한국어

Camera

  • This report outlines the fundamental principles of camera operation, both in the physical world and within the context of computer graphics.
  • It covers concepts ranging from light convergence and focusing to the implementation of visual effects like defocus blur and anti-aliasing.

Constructing the Camera’s Basis Axes

  • In 3D graphics, a camera’s local coordinate system is defined by three orthogonal basis vectors.
  • These vectors are constructed to align with the camera’s orientation in the world, allowing for the correct projection of 3D objects onto a 2D viewport.
  • The process relies on three key parameters:
    • the camera’s position (lookfrom)
    • the point it is aimed at (lookat)
    • a world-space up vector

Defining the Camera’s Local Axes

  • The camera’s local axes (typically referred to as the u-v-w basis or right-up-view basis) can be calculated using vector operations:
    1. View Direction (w-axis)
      • The first axis is the camera’s view direction.
        • This is a vector pointing from the lookfrom position to the lookat point.
      • To form a proper basis vector, it must be normalized.
        • $w=\text{unit_vector}(\text{lookfrom}−\text{lookat})$
      • The vector is defined as lookfrom - lookat to ensure the w-axis points away from the scene, which is the standard convention for left-handed coordinate systems often used in computer graphics.
    2. Right Vector (u-axis)
      • The second axis, or “right” vector, is perpendicular to both the view direction and the world-space up vector.
        • It is computed using a cross product.
      • The world-space up vector is typically $(0,1,0)$, but it’s important to use a normalized version of it in the calculation.
        • $u=\text{unit_vector}(\text{up_vector}\times w)$
    3. Corrected Up Vector (v-axis)
      • The third axis is the “up” vector in the camera’s local space.
        • It must be perfectly orthogonal to both the view direction and the right vector.
      • While an initial up vector is provided, a new, corrected up vector is generated to ensure this orthogonality.
        • This is also calculated using a cross product.
        • $v=w\times u$
      • The order of the vectors in the cross product is crucial for a right-handed or left-handed coordinate system.
        • The order shown above is consistent with the left-handed system used in the initial derivation of $u$.

    camera_axes

The Importance of Normalization

  • While the cross product of two orthogonal unit vectors theoretically results in another unit vector, this isn’t always the case in practice.
    • Due to the limitations of floating-point arithmetic, the computed magnitude may be slightly off from 1.
  • Therefore, it is a standard and essential practice to normalize the resulting vectors after each cross-product operation.
    • While the lookfrom and lookat points define a direction, the magnitude of the resulting vectors from subtraction and cross-product operations can vary.
    • Normalization ensures that each basis vector has a unit length, which is a fundamental requirement for a consistent and stable coordinate system.
  • This process is crucial for mitigating precision errors that can accumulate from repeated vector calculations.

    normalization

How a Camera Forms an Image

Image Point and Image Plane

  • A camera forms an image by converging light rays from an object onto a sensor.
    • While an object reflects light in many directions, a camera’s lens focuses these rays to a single point, called the Image Point, on a 2D surface known as the Image Plane.
    • Collectively, these points form an inverted image on the sensor.
  • In computer graphics, the viewport is the 2D window on the screen where the 3D scene is rendered.
    • It represents the final rendered image and can be considered the digital equivalent of the physical image plane.

    viewport

Circle of Confusion (CoC)

  • When light rays from a point on an object do not perfectly converge on the image plane, they form a small circle instead of a single point.
    • This is known as the Circle of Confusion (CoC) .
  • The size of the CoC directly determines an object’s sharpness in the final image.
    • A smaller CoC results in a sharper, more in-focus image.

    coc

  • By adjusting the lens, a photographer can control the size of the CoC for objects at different distances, thus bringing them into focus.
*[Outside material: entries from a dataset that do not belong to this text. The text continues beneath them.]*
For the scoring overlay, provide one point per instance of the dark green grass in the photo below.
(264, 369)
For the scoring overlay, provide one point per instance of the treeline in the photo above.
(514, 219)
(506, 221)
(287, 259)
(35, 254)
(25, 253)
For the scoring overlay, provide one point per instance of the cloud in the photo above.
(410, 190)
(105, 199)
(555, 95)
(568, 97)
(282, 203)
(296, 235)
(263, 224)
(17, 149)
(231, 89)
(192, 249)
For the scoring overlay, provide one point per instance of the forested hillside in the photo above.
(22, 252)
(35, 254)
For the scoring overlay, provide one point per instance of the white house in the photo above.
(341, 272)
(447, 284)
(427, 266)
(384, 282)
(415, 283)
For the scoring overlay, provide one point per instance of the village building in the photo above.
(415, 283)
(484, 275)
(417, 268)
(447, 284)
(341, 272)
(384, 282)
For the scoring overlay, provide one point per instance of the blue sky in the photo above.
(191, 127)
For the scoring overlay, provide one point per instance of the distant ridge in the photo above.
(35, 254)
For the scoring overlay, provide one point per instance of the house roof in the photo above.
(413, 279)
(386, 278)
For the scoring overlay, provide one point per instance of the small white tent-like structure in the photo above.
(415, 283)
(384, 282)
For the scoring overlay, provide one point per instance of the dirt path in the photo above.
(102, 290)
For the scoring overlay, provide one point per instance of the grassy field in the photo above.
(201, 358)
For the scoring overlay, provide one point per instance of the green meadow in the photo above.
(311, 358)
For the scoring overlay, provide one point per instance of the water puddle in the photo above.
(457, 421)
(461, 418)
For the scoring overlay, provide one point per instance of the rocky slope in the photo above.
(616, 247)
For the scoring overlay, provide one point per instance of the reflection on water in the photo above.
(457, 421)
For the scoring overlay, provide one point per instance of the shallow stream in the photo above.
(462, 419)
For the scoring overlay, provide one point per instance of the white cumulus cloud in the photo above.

Focal Point and Focal Length

  • The concepts of the Focal Point and Focal Plane are specific to light rays originating from objects at an infinite distance, where the rays are effectively parallel.
    • In this scenario, all parallel rays converge to a single point on the Focal Plane, known as the Focal Point.
  • Focal Length is the distance between a lens’s optical center and its principal focal point.
    • For a real-world camera, if the subject is at an infinite distance, the image plane is at the same location as the focal plane,
      • so the focal length can be considered the distance from the lens’s optical center to the image sensor.
  • Lenses are classified as either prime (fixed focal length) or zoom (variable focal length).
    • A zoom lens changes its focal length by moving its internal elements, which alters the field of view.

    focal_length

Field of View and Zooming

  • The Field of View (FOV) is the extent of the observable world that is seen at any given moment.
    • In photography and computer graphics, it is the angle that determines how much of a scene the camera can capture, essentially controlling the perspective and zoom level.
  • In the real world, a camera’s field of view is intrinsically linked to the focal length.
    • A specific lens with a fixed focal length (e.g., a 50mm lens) will have a specific, non-negotiable FOV.
      • A longer focal length (telephoto lens) results in a narrower field of view, which magnifies the scene and produces a “zoomed-in” effect.
      • Conversely, a shorter focal length (wide-angle lens) provides a wider field of view, capturing more of the scene and creating a “zoomed-out” effect.
  • Unlike real-world cameras,
    • computer graphics engines often allow the field of view to be set independently of the focal length for greater creative control, though this is not physically accurate.

    fov

Aperture

  • In an optical system, the aperture is the opening that controls the amount of light entering the lens.
  • A larger aperture permits light to enter from a wider range of angles, making it more challenging for the lens to converge these rays to a single point of focus.
    • This results in a sharp image for objects at the exact focal distance, while objects at other distances appear progressively blurrier due to a larger circle of confusion (CoC).
  • The size of the aperture is typically represented by its f-number (N), also known as an f-stop, which is calculated as the ratio of the lens’s focal length (f) to the diameter of the effective aperture (D).

    \[N={f\over D}\]
  • For a fixed-focal-length lens (i.e., no zooming), the f-number is inversely proportional to the aperture’s diameter.

    aperture

  • The aperture, via its f-number, determines the degree of blur for objects outside this plane.
    • When the f-number increases, the aperture diameter decreases.
      • This reduces the angle at which light rays enter the lens, thereby shrinking the CoC.
      • Consequently, objects at distances other than the focal distance appear less blurry.
    • Conversely, when the f-number decreases, the aperture diameter increases.
      • This widens the angle of incoming light, expanding the CoC and causing objects outside the focal distance to appear more blurry.

Depth of Field

  • The depth of field (DoF) is the range of distances within a scene that appears acceptably sharp in an image.
    • An object is considered “in focus” if the CoC formed by its reflected rays on the image plane is small enough to be perceived as a single point by the viewer.
  • The size of the CoC depends on an object’s distance from the focal plane.
    • A larger depth of field means a greater range of distances will appear in focus.
    • This implies that even objects located significantly far from the focal distance may still appear acceptably clear, provided they remain within the boundaries of the DoF.

    dof

Focusing

  • When a camera captures a scene, every object exists at a specific depth, or distance from the camera.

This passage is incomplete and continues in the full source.